Before CMU, I was PhD candidate at the School of Computer Science, the University of Sydney, Australia, advised by Fabio Ramos and working closely with Lionel Ott (now at ETH Zurich). My doctoral thesis won the School's Outstanding Thesis Award. During my PhD, I spent time conducting robotics research with NVIDIA's Seattle Robotics Lab. 

My research has been recognised with several awards and accolades, including the Best Paper Award at the Learning for Dynamics and Control Conference (L4DC) in 2022, and selection as a Robotics: Science and Systems (RSS) Pioneer in 2020.

Before starting my PhD, I received my Bachelor of Engineering (First Class Honours) at the University of Auckland, New Zealand. I spent time at CSIRO doing machine learning research as an undergraduate.

Robots that Learn to See and Act in Unstructured Environments

Vision: Today’s robots are mainly confined to structured and predictable environments, such as carefully engineered factory floors. I envision a future where artificially intelligent robots, whether manipulators or mobile platforms, operate seamlessly in everyday settings like homes and offices. This demands innovations in both the theoretical foundations and practical systems throughout the robot technology stack.

Focus: My research advances robotics in unstructured environments by focusing on two essential aspects of autonomy: the ability to see (robot perception) and the ability to act (motion generation), along with their interaction. Robot perception seeks to extract meaningful information from sensor data, while motion generation leverages these representations to enable robots to interact naturally with their surroundings. 

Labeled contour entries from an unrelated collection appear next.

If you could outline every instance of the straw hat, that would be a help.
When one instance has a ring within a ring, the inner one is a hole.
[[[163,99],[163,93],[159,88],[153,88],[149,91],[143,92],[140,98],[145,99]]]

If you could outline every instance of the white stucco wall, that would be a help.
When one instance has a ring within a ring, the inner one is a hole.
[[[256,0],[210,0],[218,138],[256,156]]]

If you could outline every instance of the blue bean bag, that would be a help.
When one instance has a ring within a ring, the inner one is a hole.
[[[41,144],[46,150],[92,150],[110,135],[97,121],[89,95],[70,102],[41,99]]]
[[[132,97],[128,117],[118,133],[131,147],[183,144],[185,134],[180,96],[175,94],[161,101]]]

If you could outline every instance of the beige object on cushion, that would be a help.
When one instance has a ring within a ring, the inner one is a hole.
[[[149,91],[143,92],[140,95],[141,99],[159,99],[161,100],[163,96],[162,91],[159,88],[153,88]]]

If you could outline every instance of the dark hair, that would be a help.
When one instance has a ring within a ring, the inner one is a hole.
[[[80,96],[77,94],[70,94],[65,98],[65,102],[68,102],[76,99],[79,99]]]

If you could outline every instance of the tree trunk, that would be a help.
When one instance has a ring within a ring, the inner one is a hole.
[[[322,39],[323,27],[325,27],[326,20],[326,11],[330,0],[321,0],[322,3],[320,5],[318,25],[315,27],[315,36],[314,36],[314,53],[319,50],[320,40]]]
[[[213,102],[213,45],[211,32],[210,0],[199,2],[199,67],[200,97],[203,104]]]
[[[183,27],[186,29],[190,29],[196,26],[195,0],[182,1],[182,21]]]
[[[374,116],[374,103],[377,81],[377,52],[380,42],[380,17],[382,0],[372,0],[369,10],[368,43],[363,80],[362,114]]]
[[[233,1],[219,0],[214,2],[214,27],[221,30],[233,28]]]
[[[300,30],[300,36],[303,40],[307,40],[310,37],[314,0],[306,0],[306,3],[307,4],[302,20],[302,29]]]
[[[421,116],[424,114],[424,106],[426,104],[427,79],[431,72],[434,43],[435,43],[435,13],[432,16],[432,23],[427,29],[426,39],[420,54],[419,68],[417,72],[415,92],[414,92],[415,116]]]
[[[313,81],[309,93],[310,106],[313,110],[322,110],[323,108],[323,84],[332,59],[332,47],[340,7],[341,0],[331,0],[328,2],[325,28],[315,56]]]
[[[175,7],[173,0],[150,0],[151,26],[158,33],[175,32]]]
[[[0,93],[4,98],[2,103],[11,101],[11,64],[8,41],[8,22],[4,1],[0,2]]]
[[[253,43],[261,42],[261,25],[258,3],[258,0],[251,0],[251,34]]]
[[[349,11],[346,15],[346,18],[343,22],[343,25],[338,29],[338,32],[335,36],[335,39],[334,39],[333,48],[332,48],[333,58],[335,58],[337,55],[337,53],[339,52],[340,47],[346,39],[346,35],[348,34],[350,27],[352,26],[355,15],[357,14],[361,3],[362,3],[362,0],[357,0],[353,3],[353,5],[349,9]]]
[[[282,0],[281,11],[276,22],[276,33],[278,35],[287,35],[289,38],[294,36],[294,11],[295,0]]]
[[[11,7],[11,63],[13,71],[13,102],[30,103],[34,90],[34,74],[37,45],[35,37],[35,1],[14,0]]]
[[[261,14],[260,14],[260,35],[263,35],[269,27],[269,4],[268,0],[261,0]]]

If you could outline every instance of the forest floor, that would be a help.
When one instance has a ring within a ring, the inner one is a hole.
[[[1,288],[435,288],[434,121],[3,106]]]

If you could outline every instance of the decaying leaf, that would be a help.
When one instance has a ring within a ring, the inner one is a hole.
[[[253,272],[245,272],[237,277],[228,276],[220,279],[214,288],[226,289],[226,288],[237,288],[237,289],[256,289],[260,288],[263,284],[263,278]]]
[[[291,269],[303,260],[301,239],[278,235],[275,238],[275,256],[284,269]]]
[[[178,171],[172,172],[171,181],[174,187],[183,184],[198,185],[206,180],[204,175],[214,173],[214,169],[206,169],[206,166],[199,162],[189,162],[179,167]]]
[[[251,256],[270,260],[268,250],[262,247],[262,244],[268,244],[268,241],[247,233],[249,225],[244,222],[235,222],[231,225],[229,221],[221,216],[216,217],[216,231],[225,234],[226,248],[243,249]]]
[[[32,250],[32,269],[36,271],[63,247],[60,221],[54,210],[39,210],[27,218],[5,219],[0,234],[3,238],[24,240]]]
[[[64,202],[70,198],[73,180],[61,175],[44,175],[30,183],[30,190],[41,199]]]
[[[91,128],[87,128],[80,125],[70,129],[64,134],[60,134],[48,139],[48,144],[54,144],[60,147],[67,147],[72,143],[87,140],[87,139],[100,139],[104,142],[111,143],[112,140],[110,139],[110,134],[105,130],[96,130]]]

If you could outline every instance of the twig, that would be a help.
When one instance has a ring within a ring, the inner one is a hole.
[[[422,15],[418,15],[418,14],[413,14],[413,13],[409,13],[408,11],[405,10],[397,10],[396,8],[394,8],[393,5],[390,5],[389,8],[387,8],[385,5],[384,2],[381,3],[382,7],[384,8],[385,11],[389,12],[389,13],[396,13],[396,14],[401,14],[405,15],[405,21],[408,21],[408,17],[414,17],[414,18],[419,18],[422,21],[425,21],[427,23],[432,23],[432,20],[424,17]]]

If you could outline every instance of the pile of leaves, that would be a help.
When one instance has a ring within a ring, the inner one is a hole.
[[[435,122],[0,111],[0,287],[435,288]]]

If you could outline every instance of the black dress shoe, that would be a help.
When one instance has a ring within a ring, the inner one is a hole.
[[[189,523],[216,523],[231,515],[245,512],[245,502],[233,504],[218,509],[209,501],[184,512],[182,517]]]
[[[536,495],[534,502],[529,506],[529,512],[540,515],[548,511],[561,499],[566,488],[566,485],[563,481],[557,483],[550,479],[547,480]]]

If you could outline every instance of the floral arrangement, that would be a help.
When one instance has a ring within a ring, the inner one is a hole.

Robotics is Interdisciplinary: To function effectively in the diverse and unpredictable real world, robots must learn from data, interpret their surroundings, reason about potential outcomes, and adapt their behaviour accordingly. My work develops robust machine learning methods for perception and motion generation while incorporating structure to reason about the system’s confidence and theoretical guarantees. I draw on principles from probabilistic modelling to quantify uncertainty, control theory to understand dynamic systems, and 3D vision to maintain geometric consistency in representations.